The inhabitants of Iju-Oke are from the Akoko group of hunters who occupied the third position in the political hierarchy of Ilutitun. Other members of the family are also at Ura Odole. Their original dwelling place was Ode Aye. A crisis erupted at Ode Aye and they were rusticated from there. Majuwa whose mother was from Ode Aye took care of the Akoko folks. Many of them settled at Iju-Oke. Hendoro’s folks settled at Ura and Odofin’s descendants settled at Iju-Oke.

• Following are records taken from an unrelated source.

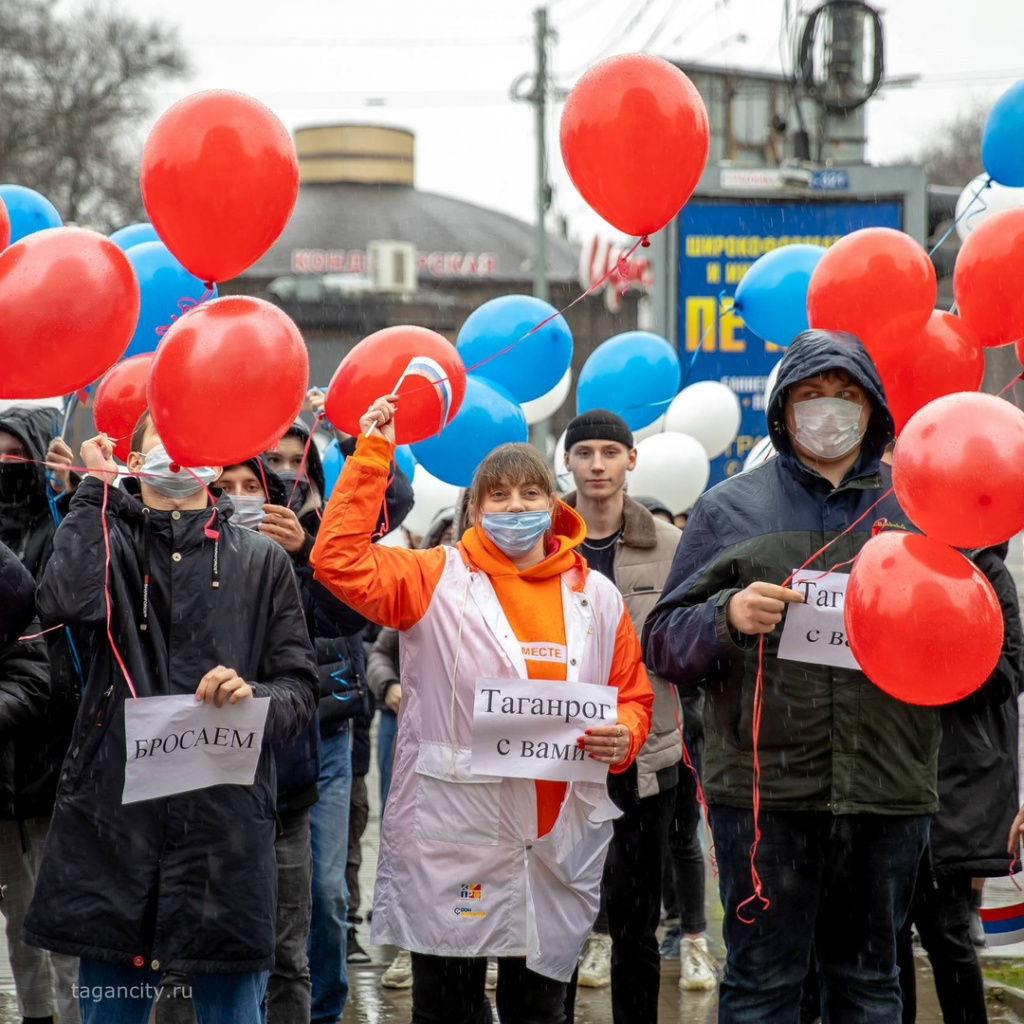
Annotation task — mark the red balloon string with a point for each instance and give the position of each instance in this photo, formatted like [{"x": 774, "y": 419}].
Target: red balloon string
[
  {"x": 758, "y": 894},
  {"x": 184, "y": 305}
]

Lumure got married to Ojanubi the daughter of Olura. Lumure and Oloto became good friends. Many years back, Oloto had an encounter with Abodi. Oloto did not recognise Abodi. The latter sent a message to him that he would invade the town. Oloto made some ritual incisions on his head and waited patiently for the Abodi. He had already sent his family members away to the other side of the river. Without resistance, Oloto allowed Abodi to behead him. Seven days later, Abodi too passed on.

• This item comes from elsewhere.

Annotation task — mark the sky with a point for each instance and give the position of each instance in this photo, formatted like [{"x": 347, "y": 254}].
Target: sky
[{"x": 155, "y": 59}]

Halu was the founder of Ode Aye. Lapoki was a trader who traded in beads and was a good customer of the Oba.
Why Aye folks don’t lay foundations: Liken was a good hunter. He hunted animals and later opted for fish and hippopotamus. During one expedition of Liken, he was warned by the hippopotamus not to kill animals and hippopotamus any longer. Liken did not heed the warning. During another expedition, a hippopotamus swallowed Liken. A search party was set in motion. On the way, a hippopotamus revealed that the animal that swallowed Liken was:
One kimu derun
Ekun bi omo okan logbon
Liken pa dede ghan tan
Eja bi okan logbon
Liken pa dede ghan tan
One bi otalegbeje
Liken pa ghan tan
Mo ji Liken ma sode
Liken ko, e gbo
Mo wa gbe Liken win
Gbe Liken ile, one ko
An gbe oruba epo un one
One win oriba epo
The hippopotamus was captured. At Ebute, the hippopotamus was captured and liken was removed. Liken was kept at Oroken to recuperate. His folks were outside, rejoicing at the recovery of Liken:
E e Liken owo lo
E e Liken owo lo
One boma je gban
Owo idanu ghon wa se
E e Liken
E e Liken owolo.
While the dance was going on, a wall fell on Liken and he died. Liken was buried at the spot that became Ode Aye today. It became a taboo till date to embark on a building construction without the necessary rituals.
Dr. Segun Omosule writes this from Scholars Views Journal International. The content is extracted from Dr. Omosule’s draft copy of his book, “IKALE THE GREAT.”